I col could go on & on forever, but the point of this is for people to see...she wasn't just a dog. She's like a family member who is there for every minute of every day and she's gone in an instant.  Our whole routine, everything we know is changed.  There are questions and comments by a four and a two year old constantly that are hard to explain and make me want to cry.

 

To end this, I want to say one more thing...although a piece of my heart left with my fur baby, I'm not out of reality enough to still be thankful.  Wednesday was an unexpected day, with bad news that changed our lives - BUT I have a loving, wonderful husband and two beautiful, happy, healthy children.  People wake up everyday and lose family members, and although losing our pet is like losing a child...it wasn't a child.
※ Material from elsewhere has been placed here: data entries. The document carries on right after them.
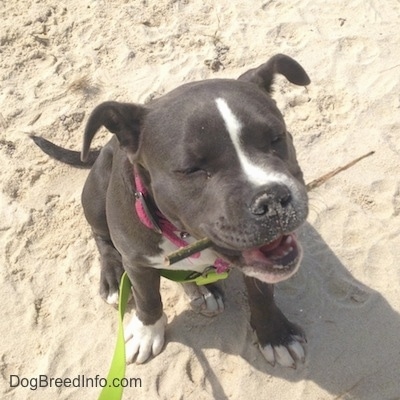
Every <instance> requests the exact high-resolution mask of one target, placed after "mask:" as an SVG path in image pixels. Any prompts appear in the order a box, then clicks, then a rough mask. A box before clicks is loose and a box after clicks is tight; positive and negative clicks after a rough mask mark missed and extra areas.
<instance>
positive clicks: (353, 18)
mask: <svg viewBox="0 0 400 400" xmlns="http://www.w3.org/2000/svg"><path fill="white" fill-rule="evenodd" d="M0 13H1V29H0V30H1V32H0V80H1V84H0V104H1V107H0V163H1V166H2V167H1V169H0V187H1V191H0V264H1V271H0V293H1V295H2V298H3V300H2V306H1V324H0V338H1V344H0V349H1V367H0V371H1V378H0V379H1V380H2V383H1V388H0V390H1V394H0V397H1V398H2V399H7V400H14V399H41V400H43V399H55V398H57V399H96V398H97V397H98V395H99V393H100V388H99V387H97V388H96V387H95V388H92V387H89V388H74V387H65V386H64V387H59V388H57V387H55V386H54V385H53V387H51V388H50V387H47V388H37V389H36V390H32V389H33V388H32V387H31V388H30V387H29V386H28V387H22V386H21V385H20V386H18V387H11V386H14V385H15V384H16V381H15V379H17V378H15V377H14V381H13V382H10V376H11V375H16V376H18V377H19V378H29V379H30V378H36V377H38V376H40V375H44V376H47V377H48V378H63V379H65V378H70V379H73V378H76V377H78V376H83V375H84V376H85V377H89V378H93V379H94V378H95V377H96V376H98V377H105V376H106V375H107V372H108V367H109V364H110V360H111V357H112V354H113V350H114V344H115V340H116V332H117V313H116V312H115V310H114V309H113V308H112V307H111V306H108V305H107V304H105V303H104V302H103V301H102V300H101V299H100V296H99V295H98V282H99V259H98V255H97V250H96V248H95V244H94V241H93V239H92V238H91V235H90V230H89V227H88V225H87V224H86V221H85V220H84V217H83V213H82V209H81V205H80V193H81V189H82V186H83V183H84V181H85V178H86V176H87V171H86V170H76V169H73V168H71V167H68V166H65V165H62V164H60V163H57V162H55V161H53V160H51V159H49V158H48V157H47V156H46V155H44V154H42V153H41V152H40V150H39V149H38V148H36V147H35V146H34V145H33V143H32V142H31V140H30V139H29V137H28V135H29V134H32V133H34V134H37V135H42V136H44V137H46V138H48V139H50V140H52V141H54V142H56V143H58V144H60V145H62V146H65V147H68V148H72V149H77V150H80V145H81V141H82V132H83V128H84V124H85V122H86V120H87V117H88V115H89V113H90V112H91V110H92V109H93V108H94V107H95V106H96V105H97V104H99V103H101V102H102V101H105V100H119V101H129V102H138V103H144V102H146V101H148V100H149V99H151V98H153V97H156V96H160V95H162V94H163V93H165V92H167V91H169V90H171V89H173V88H175V87H176V86H178V85H180V84H182V83H184V82H189V81H193V80H198V79H206V78H219V77H224V78H225V77H228V78H235V77H237V76H238V75H239V74H241V73H243V72H244V71H246V70H247V69H249V68H251V67H255V66H257V65H258V64H261V63H262V62H264V61H266V60H267V59H268V58H269V57H270V56H271V55H273V54H275V53H285V54H288V55H290V56H292V57H294V58H295V59H296V60H298V61H299V62H300V63H301V64H302V65H303V66H304V68H305V69H306V71H307V72H308V73H309V75H310V77H311V80H312V84H311V85H310V86H309V87H308V88H307V89H305V88H303V87H296V86H294V85H291V84H290V83H288V82H286V81H285V80H284V79H278V80H277V82H276V85H275V98H276V99H277V101H278V104H279V106H280V108H281V110H282V112H283V113H284V115H285V119H286V122H287V125H288V126H289V128H290V130H291V132H292V133H293V135H294V140H295V143H296V147H297V150H298V156H299V161H300V164H301V166H302V168H303V171H304V174H305V178H306V181H307V182H309V181H311V180H312V179H314V178H317V177H319V176H320V175H322V174H323V173H325V172H328V171H330V170H332V169H334V168H336V167H337V166H339V165H342V164H344V163H346V162H348V161H350V160H351V159H353V158H355V157H357V156H359V155H362V154H364V153H367V152H368V151H370V150H375V151H376V153H375V155H374V156H372V157H370V158H368V159H367V160H364V161H362V162H361V163H359V164H357V165H356V166H355V167H353V168H352V169H350V170H348V171H346V172H344V173H342V174H341V175H339V176H337V177H335V178H333V179H331V180H330V181H329V182H327V183H326V184H324V185H323V186H322V187H320V188H318V189H316V190H314V191H313V192H312V193H311V195H310V207H311V212H310V215H309V218H308V222H307V224H306V225H305V226H304V227H303V228H302V229H301V233H300V236H301V239H302V243H303V246H304V249H305V256H304V261H303V263H302V266H301V269H300V271H299V272H298V273H297V274H296V275H295V276H294V277H293V278H291V279H290V280H288V281H286V282H284V283H282V284H279V285H278V286H277V295H276V297H277V302H278V303H279V305H280V307H281V308H282V310H284V312H285V313H286V315H287V316H288V317H289V318H290V319H291V320H293V321H294V322H296V323H298V324H300V325H301V326H302V327H303V328H304V329H305V331H306V334H307V338H308V344H307V346H306V348H307V360H306V363H305V364H304V365H302V366H299V367H298V368H297V370H292V369H290V370H287V369H284V368H281V367H272V366H270V365H268V364H267V363H266V362H265V360H264V359H263V357H262V355H261V354H260V352H259V351H258V349H257V347H256V345H255V343H254V340H253V337H252V332H251V329H250V326H249V322H248V321H249V311H248V306H247V303H246V293H245V290H244V286H243V284H242V281H241V274H240V272H239V271H235V272H233V273H232V276H231V278H230V279H229V280H227V281H225V282H224V284H223V286H224V290H225V293H226V310H225V312H224V313H223V314H221V315H220V316H217V317H215V318H213V319H208V318H206V317H202V316H199V315H196V314H194V313H192V312H191V310H190V308H189V306H188V304H187V302H186V300H185V298H184V295H183V292H182V290H181V288H180V287H179V286H178V285H176V284H174V283H171V282H166V281H163V282H162V296H163V301H164V305H165V311H166V313H167V315H168V320H169V326H168V329H167V344H166V346H165V349H164V351H163V352H162V353H161V354H160V355H159V356H158V357H157V358H155V359H153V360H151V361H149V362H148V363H146V364H144V365H140V366H138V365H129V366H128V367H127V372H126V376H127V377H129V378H140V379H141V384H140V383H139V381H137V382H138V383H137V386H138V387H136V388H135V387H132V388H129V389H126V390H125V393H124V399H135V400H139V399H168V400H175V399H176V400H177V399H183V400H190V399H196V400H203V399H204V400H205V399H217V400H225V399H244V398H251V399H280V400H286V399H287V400H289V399H290V400H296V399H307V400H333V399H357V400H394V399H400V315H399V311H400V285H399V284H400V269H399V267H398V260H397V256H398V251H399V250H398V249H399V248H400V179H399V171H400V122H399V115H400V94H399V93H400V79H399V77H400V61H399V60H400V47H399V43H400V29H399V26H400V17H399V16H400V3H399V2H398V1H395V0H387V1H385V2H378V1H376V0H354V1H351V2H347V1H345V0H336V1H332V2H326V1H323V0H313V1H311V0H294V1H291V2H284V1H280V0H267V1H258V0H257V1H251V2H250V1H245V0H236V1H232V2H227V1H226V2H217V1H211V0H201V1H200V0H175V1H173V0H157V1H154V0H142V1H139V0H136V1H126V0H125V1H123V0H119V1H117V0H114V1H105V0H104V1H100V0H99V1H95V0H92V1H89V0H80V1H78V0H71V1H66V2H56V1H51V0H44V1H35V2H30V1H26V0H18V1H8V2H5V1H4V2H1V5H0ZM109 137H110V134H109V133H108V132H106V131H105V130H104V131H102V134H100V135H99V136H98V138H97V139H96V145H100V146H101V145H102V144H104V143H106V141H107V140H108V138H109ZM22 382H24V383H25V384H26V382H27V381H26V380H25V381H22ZM31 382H32V385H33V384H34V381H31ZM11 383H13V385H11ZM25 386H26V385H25ZM139 386H140V387H139Z"/></svg>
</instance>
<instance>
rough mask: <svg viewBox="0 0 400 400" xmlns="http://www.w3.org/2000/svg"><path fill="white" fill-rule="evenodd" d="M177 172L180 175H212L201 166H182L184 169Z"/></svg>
mask: <svg viewBox="0 0 400 400" xmlns="http://www.w3.org/2000/svg"><path fill="white" fill-rule="evenodd" d="M175 172H176V173H177V174H179V175H185V176H193V175H200V174H204V175H205V176H206V177H207V178H210V177H211V174H210V173H209V172H208V171H206V170H205V169H203V168H201V167H188V168H182V169H178V170H175Z"/></svg>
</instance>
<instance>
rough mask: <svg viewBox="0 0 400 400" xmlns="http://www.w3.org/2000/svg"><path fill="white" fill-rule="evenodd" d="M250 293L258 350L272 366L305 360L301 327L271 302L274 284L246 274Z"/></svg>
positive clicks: (249, 304) (288, 365)
mask: <svg viewBox="0 0 400 400" xmlns="http://www.w3.org/2000/svg"><path fill="white" fill-rule="evenodd" d="M245 283H246V287H247V291H248V296H249V305H250V312H251V317H250V323H251V326H252V327H253V329H254V330H255V331H256V334H257V338H258V342H259V347H260V350H261V353H262V354H263V356H264V357H265V358H266V360H267V361H268V362H269V363H270V364H272V365H275V363H276V362H277V363H278V364H280V365H282V366H284V367H292V368H296V363H297V362H304V358H305V353H304V348H303V343H304V342H305V341H306V338H305V335H304V332H303V330H302V329H301V328H300V327H299V326H297V325H295V324H293V323H291V322H290V321H288V320H287V318H286V317H285V316H284V315H283V313H282V312H281V310H280V309H279V308H278V307H277V305H276V304H275V301H274V286H273V285H270V284H266V283H264V282H261V281H259V280H257V279H254V278H250V277H248V276H245Z"/></svg>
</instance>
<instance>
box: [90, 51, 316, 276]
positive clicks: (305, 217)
mask: <svg viewBox="0 0 400 400" xmlns="http://www.w3.org/2000/svg"><path fill="white" fill-rule="evenodd" d="M276 73H280V74H283V75H284V76H285V77H286V78H287V79H288V80H289V81H291V82H292V83H295V84H298V85H307V84H308V83H309V78H308V76H307V74H306V73H305V71H304V70H303V68H302V67H301V66H300V65H299V64H298V63H297V62H296V61H294V60H292V59H291V58H289V57H287V56H284V55H277V56H275V57H272V58H271V59H270V60H269V61H268V62H267V63H265V64H263V65H261V66H260V67H259V68H256V69H253V70H250V71H248V72H246V73H245V74H243V75H242V76H240V77H239V79H238V80H207V81H200V82H195V83H191V84H187V85H183V86H181V87H179V88H178V89H175V90H174V91H172V92H170V93H169V94H167V95H165V96H163V97H161V98H160V99H158V100H155V101H153V102H152V103H151V104H149V105H148V106H147V107H146V108H144V107H142V106H139V105H132V104H120V103H104V104H103V105H100V106H99V107H100V108H98V109H96V110H95V111H94V112H93V114H92V116H91V118H90V120H89V122H88V125H87V129H86V132H85V142H84V149H83V157H85V155H86V154H87V152H88V149H89V145H90V141H91V138H92V137H93V135H94V133H95V132H96V131H97V129H98V128H99V127H100V126H101V125H104V126H106V127H107V128H108V129H109V130H110V131H111V132H113V133H115V134H116V135H117V137H118V139H119V142H120V144H121V147H122V148H123V149H125V151H126V154H127V157H128V158H129V160H130V161H131V162H132V163H138V164H140V165H141V167H142V168H144V170H146V174H147V177H148V181H149V182H148V183H149V188H148V189H149V192H150V193H151V195H152V197H153V199H154V201H155V203H156V204H157V206H158V207H159V208H160V210H161V211H162V212H163V213H164V215H165V216H166V217H167V218H169V219H170V220H171V221H172V222H173V223H174V224H175V225H176V226H177V227H178V228H180V229H182V230H184V231H187V232H189V233H191V234H192V235H193V236H195V237H203V236H208V237H209V238H210V239H211V240H212V241H213V243H214V245H215V248H216V250H217V251H218V252H219V253H220V254H222V255H224V256H225V257H226V258H228V259H229V260H231V261H232V262H234V263H236V264H238V265H239V266H241V267H242V268H243V271H244V272H245V273H246V274H248V275H250V276H254V277H256V278H258V279H260V280H263V281H265V282H268V283H275V282H278V281H280V280H283V279H286V278H288V277H289V276H291V275H292V274H293V273H294V272H295V271H296V269H297V267H298V265H299V262H300V259H301V247H300V245H299V244H298V242H297V240H296V236H295V234H294V233H293V232H294V231H295V230H296V229H297V228H298V227H299V226H300V225H301V224H302V223H303V222H304V221H305V219H306V217H307V213H308V207H307V193H306V189H305V186H304V182H303V177H302V173H301V170H300V168H299V166H298V163H297V160H296V153H295V149H294V146H293V142H292V138H291V135H290V134H289V133H288V132H287V130H286V126H285V122H284V120H283V117H282V115H281V113H280V112H279V110H278V109H277V107H276V105H275V102H274V101H273V100H272V99H271V97H270V88H271V84H272V81H273V77H274V75H275V74H276ZM93 121H94V122H93Z"/></svg>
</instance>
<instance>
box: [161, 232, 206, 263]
mask: <svg viewBox="0 0 400 400" xmlns="http://www.w3.org/2000/svg"><path fill="white" fill-rule="evenodd" d="M211 244H212V243H211V240H210V239H209V238H203V239H200V240H197V241H196V242H194V243H192V244H189V245H188V246H185V247H182V248H180V249H179V250H177V251H174V252H173V253H170V254H168V255H167V256H166V257H165V259H164V264H165V265H166V266H168V265H171V264H175V263H176V262H178V261H181V260H183V259H184V258H187V257H190V256H191V255H193V254H195V253H198V252H199V251H202V250H204V249H206V248H208V247H210V246H211Z"/></svg>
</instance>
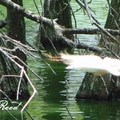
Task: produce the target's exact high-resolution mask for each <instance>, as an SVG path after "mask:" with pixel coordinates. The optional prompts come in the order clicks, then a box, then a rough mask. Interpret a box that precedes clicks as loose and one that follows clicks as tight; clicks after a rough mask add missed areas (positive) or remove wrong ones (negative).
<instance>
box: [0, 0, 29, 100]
mask: <svg viewBox="0 0 120 120" xmlns="http://www.w3.org/2000/svg"><path fill="white" fill-rule="evenodd" d="M13 2H15V3H17V4H19V5H21V6H22V0H13ZM7 30H8V36H9V37H10V38H13V39H15V40H18V41H20V42H21V43H24V44H25V41H26V40H25V38H26V37H25V22H24V17H23V16H22V15H21V14H18V12H17V11H16V10H14V9H11V8H9V7H7ZM9 47H10V48H13V47H14V46H13V45H12V44H11V43H9ZM13 54H14V55H15V56H18V57H19V58H20V59H21V60H22V61H23V62H24V63H25V62H26V55H25V54H24V53H23V52H22V51H21V50H20V49H16V51H15V52H13ZM1 58H2V61H1V62H2V64H3V65H2V67H3V70H4V73H3V74H5V75H9V74H12V75H15V74H18V71H17V69H18V68H16V66H14V64H13V63H7V65H5V62H4V63H3V61H6V60H5V56H2V57H1ZM17 62H18V63H19V64H20V65H22V66H24V65H23V64H22V63H20V61H17ZM8 64H9V65H8ZM8 66H9V68H8ZM25 69H26V68H25ZM22 77H23V80H22V81H23V82H22V83H21V93H20V94H19V95H20V96H19V98H24V99H28V97H29V92H28V89H27V81H26V78H25V77H24V76H22ZM18 83H19V81H18V79H16V78H5V80H4V81H2V83H1V88H2V90H3V91H4V92H5V93H6V94H7V95H8V96H9V97H10V98H13V99H15V98H16V91H17V86H18Z"/></svg>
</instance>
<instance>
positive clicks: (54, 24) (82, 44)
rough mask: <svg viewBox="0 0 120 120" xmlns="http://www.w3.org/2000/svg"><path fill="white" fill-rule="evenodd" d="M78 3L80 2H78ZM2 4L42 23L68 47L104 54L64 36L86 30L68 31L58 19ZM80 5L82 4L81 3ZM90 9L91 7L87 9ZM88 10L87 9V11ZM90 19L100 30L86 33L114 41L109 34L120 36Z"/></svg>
mask: <svg viewBox="0 0 120 120" xmlns="http://www.w3.org/2000/svg"><path fill="white" fill-rule="evenodd" d="M76 1H77V2H80V1H78V0H76ZM0 4H2V5H4V6H6V7H11V8H13V9H15V10H16V11H18V12H19V13H21V14H22V15H24V16H25V17H26V18H28V19H31V20H33V21H35V22H38V23H42V24H44V25H46V26H48V27H49V28H51V30H53V31H54V33H55V34H56V36H57V37H60V38H61V40H62V41H64V43H65V44H66V45H69V46H70V47H76V48H85V49H86V48H89V50H92V51H98V52H102V51H101V49H99V48H92V47H89V46H87V45H83V44H81V43H80V42H78V43H77V44H76V42H73V41H72V40H70V39H68V38H66V37H65V36H64V34H66V33H70V34H81V33H82V34H83V32H85V29H83V31H82V29H66V28H64V27H62V26H60V25H59V24H57V22H56V21H57V19H54V20H51V19H49V18H46V17H43V16H40V15H36V14H34V13H33V12H31V11H29V10H26V9H25V8H23V7H21V6H19V5H17V4H15V3H14V2H12V1H10V0H0ZM79 4H80V3H79ZM82 7H84V9H86V7H85V6H84V4H83V3H82ZM87 8H89V7H87ZM86 10H87V9H86ZM87 11H88V10H87ZM89 15H90V16H89V17H91V19H93V21H94V22H93V23H94V25H95V26H97V27H98V28H99V29H100V30H98V29H97V31H95V29H93V30H92V29H91V30H90V29H86V31H88V32H85V33H90V34H92V33H93V34H96V32H98V31H99V32H100V31H102V32H103V33H104V34H106V35H107V36H109V37H111V38H112V39H114V37H113V36H112V35H111V34H110V33H109V32H111V33H113V34H117V33H118V34H120V33H119V32H118V31H116V30H115V31H114V32H113V30H112V31H111V30H106V29H103V28H102V27H101V26H100V25H99V24H98V22H97V21H96V20H95V18H94V17H93V16H92V14H91V13H89ZM114 41H116V39H114Z"/></svg>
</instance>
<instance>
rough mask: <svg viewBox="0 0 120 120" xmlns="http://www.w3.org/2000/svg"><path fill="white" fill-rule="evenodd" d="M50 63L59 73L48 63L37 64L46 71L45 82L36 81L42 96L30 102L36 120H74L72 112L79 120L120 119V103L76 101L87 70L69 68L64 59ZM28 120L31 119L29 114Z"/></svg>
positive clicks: (38, 93)
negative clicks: (82, 70) (64, 63)
mask: <svg viewBox="0 0 120 120" xmlns="http://www.w3.org/2000/svg"><path fill="white" fill-rule="evenodd" d="M47 62H48V63H49V64H50V65H51V67H52V68H53V70H54V71H55V72H56V75H55V74H54V73H53V72H52V70H51V69H50V68H49V67H47V66H46V64H45V63H44V62H42V61H41V62H39V63H37V64H38V67H37V71H38V73H39V74H41V73H42V76H43V77H44V81H43V82H41V81H40V80H33V82H34V85H35V86H36V88H37V90H38V95H37V96H36V97H35V98H34V99H33V100H32V102H31V103H30V104H29V107H28V111H29V112H30V114H31V115H32V116H33V118H34V119H35V120H70V119H71V118H70V115H71V116H72V118H73V119H75V120H87V119H89V120H117V119H119V118H120V107H119V106H120V103H119V102H105V101H103V102H101V101H76V100H75V95H76V93H77V90H78V89H79V86H80V84H81V81H82V78H83V77H84V73H81V74H80V72H79V71H76V70H70V71H66V70H65V65H64V64H63V63H62V62H55V61H54V62H53V61H48V60H47ZM39 65H40V66H42V67H40V66H39ZM33 66H34V64H33ZM35 68H36V67H35ZM26 120H29V118H28V117H27V115H26Z"/></svg>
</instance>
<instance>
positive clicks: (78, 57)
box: [61, 54, 120, 76]
mask: <svg viewBox="0 0 120 120" xmlns="http://www.w3.org/2000/svg"><path fill="white" fill-rule="evenodd" d="M61 59H62V61H63V62H64V63H65V64H67V65H68V66H67V67H66V69H80V70H82V71H85V72H90V73H93V74H95V75H103V74H107V73H111V74H113V75H116V76H120V60H117V59H112V58H108V57H106V58H104V59H102V58H100V57H99V56H95V55H66V54H62V55H61Z"/></svg>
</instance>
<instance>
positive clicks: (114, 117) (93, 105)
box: [77, 101, 120, 120]
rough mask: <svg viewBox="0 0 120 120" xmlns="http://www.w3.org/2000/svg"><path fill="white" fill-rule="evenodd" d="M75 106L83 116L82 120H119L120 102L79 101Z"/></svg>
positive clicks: (107, 101)
mask: <svg viewBox="0 0 120 120" xmlns="http://www.w3.org/2000/svg"><path fill="white" fill-rule="evenodd" d="M77 104H78V106H79V109H80V110H81V111H82V112H83V114H84V119H83V120H88V118H89V120H119V119H120V102H108V101H102V102H101V101H79V102H77Z"/></svg>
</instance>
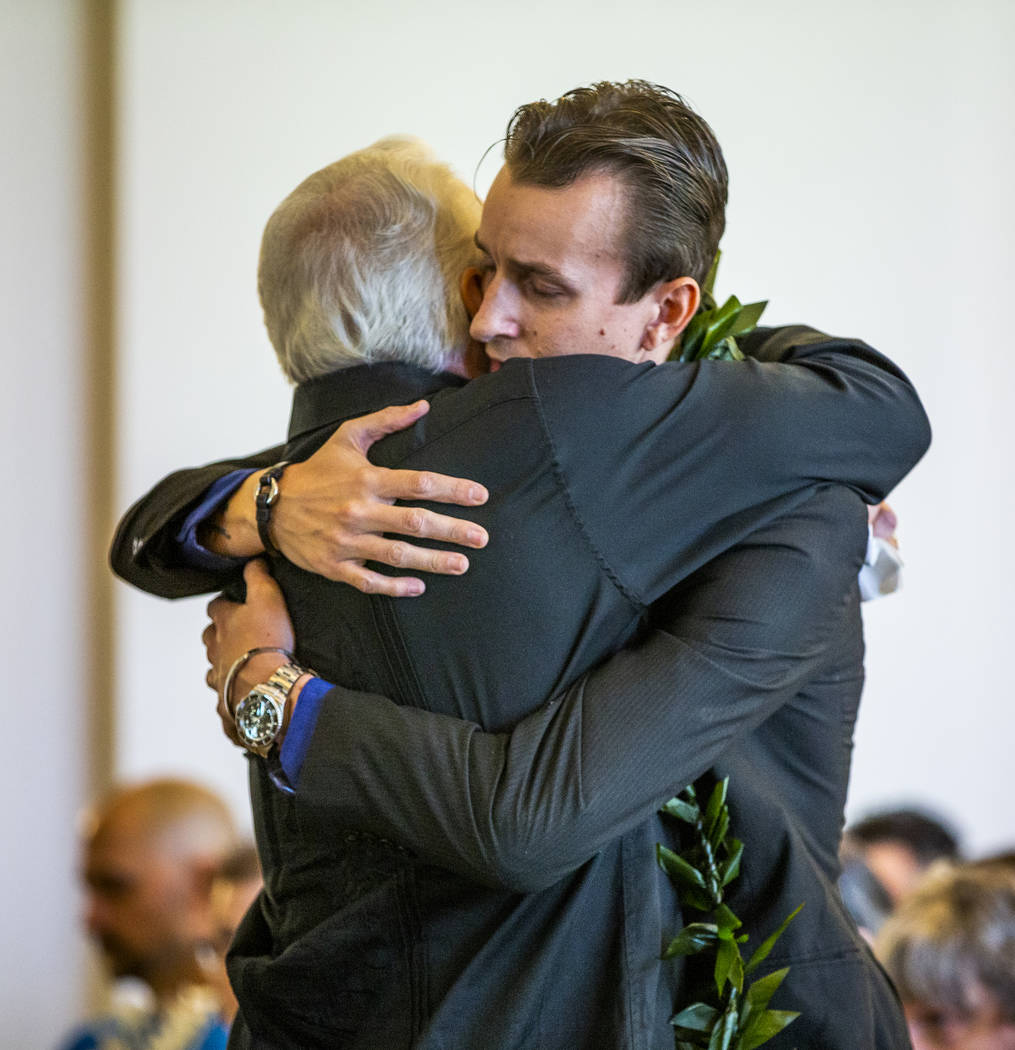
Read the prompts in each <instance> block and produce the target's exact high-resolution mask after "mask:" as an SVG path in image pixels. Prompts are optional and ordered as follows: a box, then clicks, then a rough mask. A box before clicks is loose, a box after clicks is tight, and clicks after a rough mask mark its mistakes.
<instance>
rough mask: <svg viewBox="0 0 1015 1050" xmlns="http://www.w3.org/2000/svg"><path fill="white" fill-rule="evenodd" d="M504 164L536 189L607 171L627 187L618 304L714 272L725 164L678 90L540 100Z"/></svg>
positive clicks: (526, 113)
mask: <svg viewBox="0 0 1015 1050" xmlns="http://www.w3.org/2000/svg"><path fill="white" fill-rule="evenodd" d="M504 158H505V161H506V163H507V167H508V171H509V172H510V174H511V178H512V180H513V181H514V182H516V183H523V184H528V185H530V186H544V187H547V188H563V187H565V186H570V185H571V184H572V183H574V182H575V181H576V180H578V178H580V177H581V176H583V175H590V174H602V173H606V174H613V175H617V176H619V177H620V178H621V180H622V181H623V182H625V184H626V185H627V187H628V190H629V197H628V210H627V216H626V222H625V229H623V231H622V232H621V236H620V249H621V251H622V253H623V258H625V269H626V277H625V280H623V283H622V287H621V289H620V293H619V295H618V297H617V301H618V302H635V301H637V300H638V299H640V298H641V296H643V295H644V294H646V293H647V292H648V291H649V290H650V289H652V288H653V287H654V286H655V285H657V283H658V282H659V281H661V280H673V279H674V278H675V277H683V276H689V277H694V278H695V280H697V281H698V283H699V285H700V283H701V282H702V281H703V280H704V279H705V277H706V276H707V273H709V269H710V267H711V266H712V260H713V259H714V258H715V254H716V251H717V250H718V247H719V238H720V237H721V236H722V231H723V230H724V229H725V225H726V216H725V208H726V194H727V175H726V164H725V161H724V160H723V158H722V150H721V149H720V148H719V143H718V142H717V141H716V137H715V134H714V133H713V131H712V128H711V127H709V125H707V124H706V123H705V122H704V121H703V120H702V119H701V118H700V117H699V116H698V114H697V113H696V112H695V111H694V110H693V109H692V108H691V107H690V106H689V105H688V104H686V103H685V102H684V101H683V99H681V98H680V96H679V95H677V93H676V92H675V91H671V90H670V89H669V88H668V87H661V86H659V85H658V84H650V83H649V82H648V81H643V80H629V81H625V82H623V83H614V82H609V81H604V82H601V83H598V84H593V85H592V86H591V87H579V88H575V90H573V91H568V92H567V95H563V96H561V98H559V99H557V100H556V101H555V102H547V101H546V100H541V101H538V102H531V103H529V104H528V105H525V106H521V107H520V108H519V109H516V110H515V111H514V116H513V117H512V118H511V120H510V122H509V123H508V129H507V139H506V144H505V147H504Z"/></svg>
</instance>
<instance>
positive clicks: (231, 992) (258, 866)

We are very blessed and one day, when the kids are a little older and I can have another dog without missing Muffin so bad, we will pick one out as a family.  I don't want a replacement, I want to be able to love another dog as much as I loved her. Even though you lose pets eventually - they are worth it. Until then, rest easy my sweet Muffin...I promise you will be thought of daily. We love you.